Demna Gvasalia’s Balenciaga was at the forefront of the luxe-street wave, what with his Bernie shout-outs, ridiculous sneakers and internet-breaking Crocs. His SS19 show for the house, however, noticeably bucked the streetwear trend, and was completely lacking in the sneakers, tracksuits and viral, meme-y graphics that made Balenciaga one of Paris’s must-see shows. Here, Gvasalia mixed a bright red double-breasted suit with a glitzed-up tee and square-toed dress shoes.
For his celebration of sportswear as empowerment, Virgil’s Off-White women’s show included a sporty combo of blazer with cropped, form-fitting pants, which echoed the cycling short craze that the women’s scene has gone nuts for recently.
At Givenchy, Clare Waight Keller was thinking of androgynous muse Annemarie Schwarzenbach when designing her unisex show, and basically caused a sartorial earthquake when she paired a lavender power suit, with broad, pointed lapels with white Chelsea boots.
Where most unisex shows see girl’s in guys clothes but not vice versa, John Galliano’s Margiela show ran on a two-way street. Galliano put feminine signifiers on men, and as you’ll see from the above look, the designer subverted what’s normally a masculine signifier by pairing a blazer with brocade trousers and a sheer top.

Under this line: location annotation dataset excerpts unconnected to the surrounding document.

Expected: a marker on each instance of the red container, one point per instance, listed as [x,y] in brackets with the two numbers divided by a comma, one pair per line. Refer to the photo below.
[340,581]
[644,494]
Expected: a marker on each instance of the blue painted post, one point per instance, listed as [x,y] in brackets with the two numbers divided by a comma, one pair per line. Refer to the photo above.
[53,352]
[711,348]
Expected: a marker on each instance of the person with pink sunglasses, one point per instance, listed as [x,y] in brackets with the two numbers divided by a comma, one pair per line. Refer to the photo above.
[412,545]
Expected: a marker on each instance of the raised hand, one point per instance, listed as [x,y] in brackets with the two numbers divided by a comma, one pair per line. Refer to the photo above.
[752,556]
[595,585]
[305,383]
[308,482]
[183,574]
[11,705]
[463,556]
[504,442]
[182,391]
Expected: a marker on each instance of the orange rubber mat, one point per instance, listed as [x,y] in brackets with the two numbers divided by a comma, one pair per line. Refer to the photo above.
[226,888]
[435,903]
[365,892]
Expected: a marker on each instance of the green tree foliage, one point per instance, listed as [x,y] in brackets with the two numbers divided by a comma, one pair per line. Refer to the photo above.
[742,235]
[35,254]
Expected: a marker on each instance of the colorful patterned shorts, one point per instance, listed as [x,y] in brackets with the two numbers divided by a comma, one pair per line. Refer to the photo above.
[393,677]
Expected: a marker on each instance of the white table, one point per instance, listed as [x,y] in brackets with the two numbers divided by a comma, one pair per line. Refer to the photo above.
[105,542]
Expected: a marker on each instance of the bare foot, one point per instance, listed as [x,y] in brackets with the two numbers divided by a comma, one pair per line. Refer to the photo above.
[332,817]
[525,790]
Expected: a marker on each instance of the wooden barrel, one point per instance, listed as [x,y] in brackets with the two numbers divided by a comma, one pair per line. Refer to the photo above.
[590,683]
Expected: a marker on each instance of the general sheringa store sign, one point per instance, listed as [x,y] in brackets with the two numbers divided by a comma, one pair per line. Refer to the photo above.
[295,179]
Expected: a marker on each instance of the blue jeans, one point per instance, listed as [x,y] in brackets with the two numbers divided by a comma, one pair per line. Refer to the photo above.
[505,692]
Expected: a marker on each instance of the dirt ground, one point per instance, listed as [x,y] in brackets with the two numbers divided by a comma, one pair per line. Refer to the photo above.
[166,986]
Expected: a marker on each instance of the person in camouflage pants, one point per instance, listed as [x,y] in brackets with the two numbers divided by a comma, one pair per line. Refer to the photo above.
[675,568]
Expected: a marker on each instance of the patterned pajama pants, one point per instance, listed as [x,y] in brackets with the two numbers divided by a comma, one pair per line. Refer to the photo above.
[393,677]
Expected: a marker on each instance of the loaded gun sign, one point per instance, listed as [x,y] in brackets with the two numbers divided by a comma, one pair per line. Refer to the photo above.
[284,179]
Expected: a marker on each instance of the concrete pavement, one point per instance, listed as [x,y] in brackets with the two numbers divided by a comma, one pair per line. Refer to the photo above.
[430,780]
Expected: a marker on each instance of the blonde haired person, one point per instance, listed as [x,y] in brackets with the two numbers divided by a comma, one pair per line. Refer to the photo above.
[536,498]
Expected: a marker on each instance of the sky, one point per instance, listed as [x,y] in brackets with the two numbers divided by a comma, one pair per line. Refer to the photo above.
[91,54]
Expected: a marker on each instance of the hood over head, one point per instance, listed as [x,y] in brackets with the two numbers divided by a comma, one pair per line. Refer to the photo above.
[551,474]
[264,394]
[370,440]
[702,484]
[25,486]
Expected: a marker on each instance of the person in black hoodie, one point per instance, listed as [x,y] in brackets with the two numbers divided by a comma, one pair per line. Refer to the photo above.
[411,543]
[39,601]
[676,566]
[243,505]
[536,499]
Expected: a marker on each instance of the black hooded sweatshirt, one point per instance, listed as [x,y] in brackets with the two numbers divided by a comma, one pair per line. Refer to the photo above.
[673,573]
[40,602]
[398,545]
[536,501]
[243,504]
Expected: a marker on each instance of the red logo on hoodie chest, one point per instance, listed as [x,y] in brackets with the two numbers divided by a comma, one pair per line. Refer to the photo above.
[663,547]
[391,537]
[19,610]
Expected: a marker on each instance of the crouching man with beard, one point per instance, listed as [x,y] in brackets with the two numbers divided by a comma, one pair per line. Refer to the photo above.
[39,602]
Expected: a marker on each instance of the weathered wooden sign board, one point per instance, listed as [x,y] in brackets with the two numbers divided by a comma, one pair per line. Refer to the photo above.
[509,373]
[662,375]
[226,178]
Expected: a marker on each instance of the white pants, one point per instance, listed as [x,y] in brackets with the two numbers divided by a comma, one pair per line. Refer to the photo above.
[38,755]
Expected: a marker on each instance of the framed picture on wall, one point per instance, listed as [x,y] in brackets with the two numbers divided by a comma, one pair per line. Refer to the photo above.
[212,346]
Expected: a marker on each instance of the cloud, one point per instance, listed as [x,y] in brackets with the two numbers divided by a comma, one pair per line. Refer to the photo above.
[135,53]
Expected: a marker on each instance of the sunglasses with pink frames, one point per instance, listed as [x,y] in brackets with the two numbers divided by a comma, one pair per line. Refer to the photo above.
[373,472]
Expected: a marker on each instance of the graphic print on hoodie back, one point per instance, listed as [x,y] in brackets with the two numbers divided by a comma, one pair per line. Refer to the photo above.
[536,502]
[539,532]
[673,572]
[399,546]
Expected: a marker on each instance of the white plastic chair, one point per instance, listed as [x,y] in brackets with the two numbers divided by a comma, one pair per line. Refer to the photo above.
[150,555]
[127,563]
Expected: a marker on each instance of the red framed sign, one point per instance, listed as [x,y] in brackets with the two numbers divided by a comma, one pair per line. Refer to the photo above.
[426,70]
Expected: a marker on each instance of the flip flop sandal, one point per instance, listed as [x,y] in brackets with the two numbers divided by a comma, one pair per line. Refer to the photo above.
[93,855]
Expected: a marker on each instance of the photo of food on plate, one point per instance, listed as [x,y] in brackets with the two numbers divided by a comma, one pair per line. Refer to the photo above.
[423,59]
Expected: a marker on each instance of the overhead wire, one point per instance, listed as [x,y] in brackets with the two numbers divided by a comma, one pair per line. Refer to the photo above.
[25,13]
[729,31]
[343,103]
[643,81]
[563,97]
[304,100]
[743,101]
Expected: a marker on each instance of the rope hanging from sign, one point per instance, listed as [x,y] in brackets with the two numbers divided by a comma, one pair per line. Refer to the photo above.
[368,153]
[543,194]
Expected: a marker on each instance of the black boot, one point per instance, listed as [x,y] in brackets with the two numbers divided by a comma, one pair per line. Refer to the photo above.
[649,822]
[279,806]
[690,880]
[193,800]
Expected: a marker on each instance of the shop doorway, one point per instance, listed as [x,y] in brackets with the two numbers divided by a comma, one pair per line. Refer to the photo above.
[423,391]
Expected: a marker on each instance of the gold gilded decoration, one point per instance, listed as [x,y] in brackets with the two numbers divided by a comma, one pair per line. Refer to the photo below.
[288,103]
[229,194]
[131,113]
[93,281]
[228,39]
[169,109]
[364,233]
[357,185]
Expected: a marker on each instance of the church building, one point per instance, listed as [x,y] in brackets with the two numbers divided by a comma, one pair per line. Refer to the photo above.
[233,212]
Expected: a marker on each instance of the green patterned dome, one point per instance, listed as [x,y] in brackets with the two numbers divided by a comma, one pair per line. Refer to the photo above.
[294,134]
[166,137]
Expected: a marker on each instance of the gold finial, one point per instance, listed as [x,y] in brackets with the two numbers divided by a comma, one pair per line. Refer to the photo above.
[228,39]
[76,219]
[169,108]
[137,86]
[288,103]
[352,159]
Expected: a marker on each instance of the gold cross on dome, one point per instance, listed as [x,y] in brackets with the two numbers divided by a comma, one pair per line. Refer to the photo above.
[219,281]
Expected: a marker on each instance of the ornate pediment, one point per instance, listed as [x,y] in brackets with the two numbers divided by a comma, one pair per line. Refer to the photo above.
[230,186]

It wasn’t just Celine that looked back in time for its tailoring. Gucci’s Alessandro Michele went full-on ’70s, with this suit that sported flared leg, prince of wales check and boat-sized lapels. Michele turned the nostalgia up to 11 by layering the two-piece with a striped, v-neck sweater.
Nicolas Ghesquière’s womenswear show for Louis Vuitton (Virgil Abloh only handles the house’s menswear) featured a section of masculine looks that could easily have been mistaken for men’s pieces were it not for the fact that they were presented in a purely women’s show. This particular look featured a white blazer with enormous lapels layered over a similarly crisp white turtleneck and sharp, black pants. While it’s not known if these pieces are destined to cross over into Abloh’s menswear, it just goes to show how the lines between men’s and women’s collections have become almost invisible.